"Yes, Master," I said eagerly, gratefully. I then rose up and preceded him to the alcove, the slave bells jangling on my ankle.
13 The Passageway; Intrigues
I hurried back, elatedly, through the beaded curtain, fleeing, laughing, from the dancing floor. I had scrambled on my knees for the coins flung to the floor, seizing them, thrusting them hastily, so many of them, with one hand, into the lifted, bunched portion, held by my other hand, of the dancing skirt, a lovely, swirling skirt, scarlet, open on the right, of diaphanous dancing silk. I had been permitted a scarlet halter of the same material. My midriff, like my right thigh, was bared. The skirt was low on my hips. I wore a double belt of threaded, jangling coins, one strand high, one low, as with the corded belt of metal pieces I had worn in my virgin dance, weeks ago. I also wore a triple necklace of coins, together with necklaces of slave beads, of both glass and wood. These coins, all of them, would be counted by Mirus when I disrobed. On my left ankle were bound slave bells. My right ankle wore several anklets. I was barefoot. On my wrists were bracelets. On my upper left arm was a coiled armlet. A ruby, held by a chain, was at my forehead. Wound in and about my hair were strands of pearls.
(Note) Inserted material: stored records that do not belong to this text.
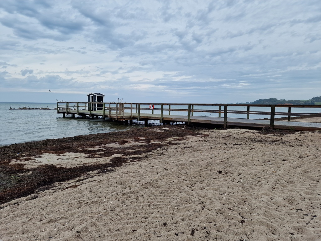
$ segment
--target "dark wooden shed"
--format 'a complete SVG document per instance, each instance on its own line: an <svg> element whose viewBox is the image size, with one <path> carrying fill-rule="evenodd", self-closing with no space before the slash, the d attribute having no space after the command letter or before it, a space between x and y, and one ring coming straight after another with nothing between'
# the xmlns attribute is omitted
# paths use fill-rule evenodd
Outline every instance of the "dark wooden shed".
<svg viewBox="0 0 321 241"><path fill-rule="evenodd" d="M92 102L90 104L92 111L102 110L103 104L104 95L100 93L91 93L87 95L88 102ZM96 102L96 103L92 103Z"/></svg>

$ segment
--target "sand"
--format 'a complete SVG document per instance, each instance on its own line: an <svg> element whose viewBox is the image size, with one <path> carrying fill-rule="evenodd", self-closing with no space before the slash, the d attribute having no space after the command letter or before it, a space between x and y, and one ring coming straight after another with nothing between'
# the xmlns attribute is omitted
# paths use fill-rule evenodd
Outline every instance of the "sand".
<svg viewBox="0 0 321 241"><path fill-rule="evenodd" d="M0 205L0 240L321 240L321 133L200 131ZM46 155L26 166L109 161Z"/></svg>

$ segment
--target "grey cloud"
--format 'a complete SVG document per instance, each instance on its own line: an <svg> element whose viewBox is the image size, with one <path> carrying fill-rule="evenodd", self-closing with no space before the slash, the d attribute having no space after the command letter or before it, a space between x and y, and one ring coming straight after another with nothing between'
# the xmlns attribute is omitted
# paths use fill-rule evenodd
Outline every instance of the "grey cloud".
<svg viewBox="0 0 321 241"><path fill-rule="evenodd" d="M17 35L29 39L61 40L83 30L84 22L82 19L66 10L54 9L46 2L3 0L0 7L9 14L0 22L13 29Z"/></svg>
<svg viewBox="0 0 321 241"><path fill-rule="evenodd" d="M31 74L33 73L33 69L22 69L20 70L20 72L21 73L21 75L22 76L25 76L27 74Z"/></svg>
<svg viewBox="0 0 321 241"><path fill-rule="evenodd" d="M6 68L7 66L12 66L13 67L17 67L18 65L15 64L8 64L6 62L0 62L0 66L1 66L2 68Z"/></svg>

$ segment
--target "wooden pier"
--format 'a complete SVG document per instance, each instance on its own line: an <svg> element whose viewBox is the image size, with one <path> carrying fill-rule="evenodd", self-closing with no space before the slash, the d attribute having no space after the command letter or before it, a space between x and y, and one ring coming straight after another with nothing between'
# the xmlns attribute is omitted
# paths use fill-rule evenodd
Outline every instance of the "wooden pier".
<svg viewBox="0 0 321 241"><path fill-rule="evenodd" d="M236 107L246 107L247 109L246 110L235 110ZM270 110L253 110L255 109L254 107L268 107ZM276 112L275 108L279 107L285 111ZM245 126L296 130L321 130L321 123L291 121L291 117L293 116L321 116L320 113L291 112L291 108L306 108L307 110L310 108L320 108L321 112L321 105L177 103L150 104L139 103L62 102L57 103L57 113L62 114L64 117L67 115L71 115L74 117L76 115L80 116L84 118L89 116L92 118L96 119L101 117L103 119L109 121L125 121L126 124L128 124L128 121L130 123L132 123L133 120L144 121L146 125L148 121L159 120L164 123L182 122L189 125L195 123L206 123L222 125L224 128ZM171 114L171 112L172 114ZM175 114L172 114L173 112ZM245 118L230 117L231 114L242 115ZM265 119L250 119L251 115L262 115L262 118ZM275 120L276 116L286 116L287 120Z"/></svg>

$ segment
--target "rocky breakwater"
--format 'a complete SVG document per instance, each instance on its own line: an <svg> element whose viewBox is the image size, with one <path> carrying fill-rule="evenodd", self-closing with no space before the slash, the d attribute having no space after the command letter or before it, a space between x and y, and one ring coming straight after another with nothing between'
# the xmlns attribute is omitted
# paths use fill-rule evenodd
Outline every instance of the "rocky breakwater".
<svg viewBox="0 0 321 241"><path fill-rule="evenodd" d="M47 108L40 107L40 108L30 108L29 106L28 106L28 107L26 107L25 106L24 106L22 108L19 107L17 109L16 109L15 108L12 108L10 106L10 109L9 109L9 110L51 110L51 109L50 109L48 106L47 106ZM56 110L56 109L57 109L56 108L54 108L54 109L52 109L52 110Z"/></svg>

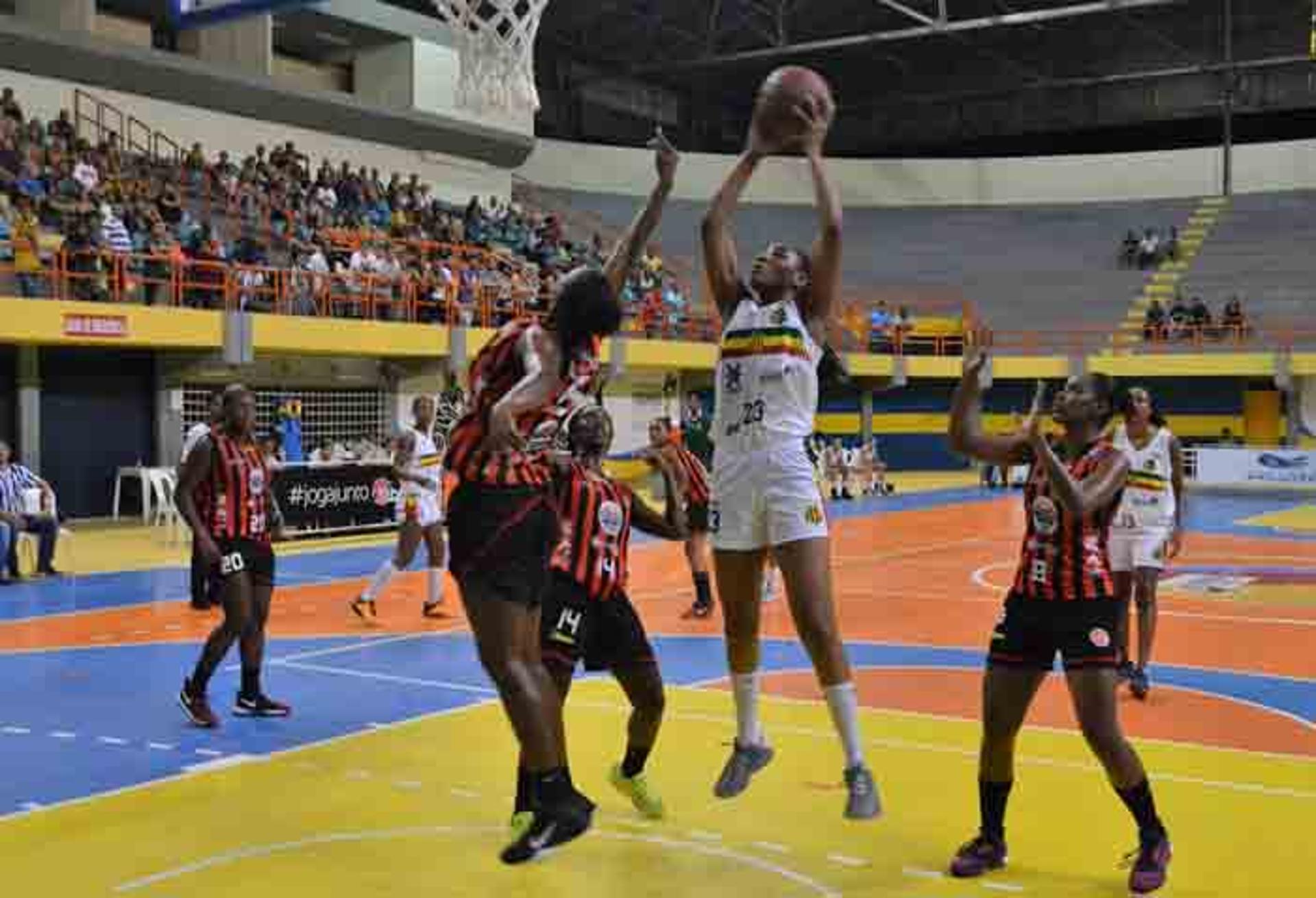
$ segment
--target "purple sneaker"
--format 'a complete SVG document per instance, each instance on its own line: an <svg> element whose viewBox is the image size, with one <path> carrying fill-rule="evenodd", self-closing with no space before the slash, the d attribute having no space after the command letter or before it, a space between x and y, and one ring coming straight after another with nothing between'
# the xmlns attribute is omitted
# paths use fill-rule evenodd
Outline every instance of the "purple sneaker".
<svg viewBox="0 0 1316 898"><path fill-rule="evenodd" d="M966 841L950 859L950 876L966 880L1005 866L1005 843L982 834Z"/></svg>
<svg viewBox="0 0 1316 898"><path fill-rule="evenodd" d="M1129 891L1149 895L1165 885L1170 870L1170 836L1161 834L1144 841L1136 852L1125 857L1129 869Z"/></svg>

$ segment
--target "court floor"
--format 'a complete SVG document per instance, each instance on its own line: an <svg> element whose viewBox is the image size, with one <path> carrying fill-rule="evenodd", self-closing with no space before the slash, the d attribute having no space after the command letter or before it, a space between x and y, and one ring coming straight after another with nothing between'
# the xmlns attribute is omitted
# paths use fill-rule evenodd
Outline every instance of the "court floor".
<svg viewBox="0 0 1316 898"><path fill-rule="evenodd" d="M1316 539L1282 498L1200 497L1167 582L1159 663L1124 719L1175 843L1167 895L1298 897L1316 819ZM841 819L841 756L792 638L765 609L776 760L712 797L733 735L720 625L687 622L675 547L636 548L632 592L670 684L650 776L669 818L607 782L625 702L578 684L567 727L597 827L529 868L497 864L515 747L454 609L420 617L404 576L366 627L347 600L383 546L280 557L267 686L287 721L188 728L174 694L213 625L186 572L133 569L0 592L0 860L16 894L895 895L1124 894L1126 814L1074 730L1058 678L1020 745L1008 869L942 876L976 826L980 663L1021 527L1017 493L942 489L833 509L842 628L886 802ZM1282 521L1282 518L1280 518ZM113 565L103 565L113 567ZM230 659L236 661L236 659ZM216 677L226 711L237 672Z"/></svg>

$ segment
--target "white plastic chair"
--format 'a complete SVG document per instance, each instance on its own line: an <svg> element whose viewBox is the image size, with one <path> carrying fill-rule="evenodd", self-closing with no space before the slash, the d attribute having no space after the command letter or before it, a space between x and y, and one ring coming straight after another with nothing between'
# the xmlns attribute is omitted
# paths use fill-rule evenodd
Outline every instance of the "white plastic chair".
<svg viewBox="0 0 1316 898"><path fill-rule="evenodd" d="M174 544L183 526L183 517L178 513L174 502L174 493L178 489L178 476L171 468L151 468L149 476L151 500L155 504L151 525L164 527L164 535L170 544Z"/></svg>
"It is a good house tonight," said Mirus, who was waiting for me.
"Yes, Master!" I said, happily. I could hear the men still calling out and pounding at their shoulders with appreciation. I looked at Mirus. Should I hurry back through the curtain?
"No," he said. "Stay here."
"Yes, Master," I said.
"Here," he said, holding open the sack. I emptied the coins from the dancing silk into the sack, and smoothed the skirt.
"You dance well," he said.
"Thank you, Master!" I said, happily. On Earth I had never dreamed that I would dance as a slave before masters.
"You have done much for the tavern of Hendow," he said.
"I am pleased, if I have been found pleasing," I said. I gave the ruby on its chain, from my forehead, to Mirus. He put it in his wallet. I then began to unwind the strands of pearls from my hair.
"Receipts are up twenty percent from a month ago," he said.
"I am pleased," I said. I handed the pearls to Mirus, who put them, as he had the chain and ruby, in his wallet.
"You are finding yourself now as a dancer," he said.
"I have been in the arms of men," I laughed, "men such as you, Master, who know how to turn a girl into a woman, and a woman into a slave."
"I think," he said, "you may be one of the finest dancers in Brundisium." This startled me.
"You are really quite good," he said.
"Thank you, Master," I said.
"Hendow" s investment in you was a sound one," he said. "You are paying off well for him."
"I am pleased to hear that," I said. I was also relieved to hear it. I did not know what would have been done to me, had it been otherwise. I supposed I might have been muchly whipped.
"But you still have many things to learn," he said.
"It is my hope that master will consent to teach me some of them," I said. "Sassy she-tarsk," he said.
I laughed, but I was not altogether joking. Mirus was one of those men of a sort to whom, when my needs were enough on me, I could crawl, pleading. And he knew that, the brute. Certainly I had crawled to him enough! and, when my needs were enough upon me, of course, I was ready to crawl to any man, pleading, perhaps even to one of Earth, but they, probably, to my frustration, disappointment, and agony, would not know what to do with a slave. I was pleased to be on Gor, where men well understood the handling of imbonded females. I lifted the necklaces from my neck. I gave that of coins to Mirus, which he put on top of the coins in the sack, and I put the others in the box which was on the floor, just within the curtain.
"You are coming along well in your slavery, Doreen," he said.
"Thank you, Master," I said. I looked at him. he made me feel hot between the thighs. I was only a slave.
"You were beautiful tonight, Doreen," said Ina, hurrying by in slave bells. "Thank you," I said.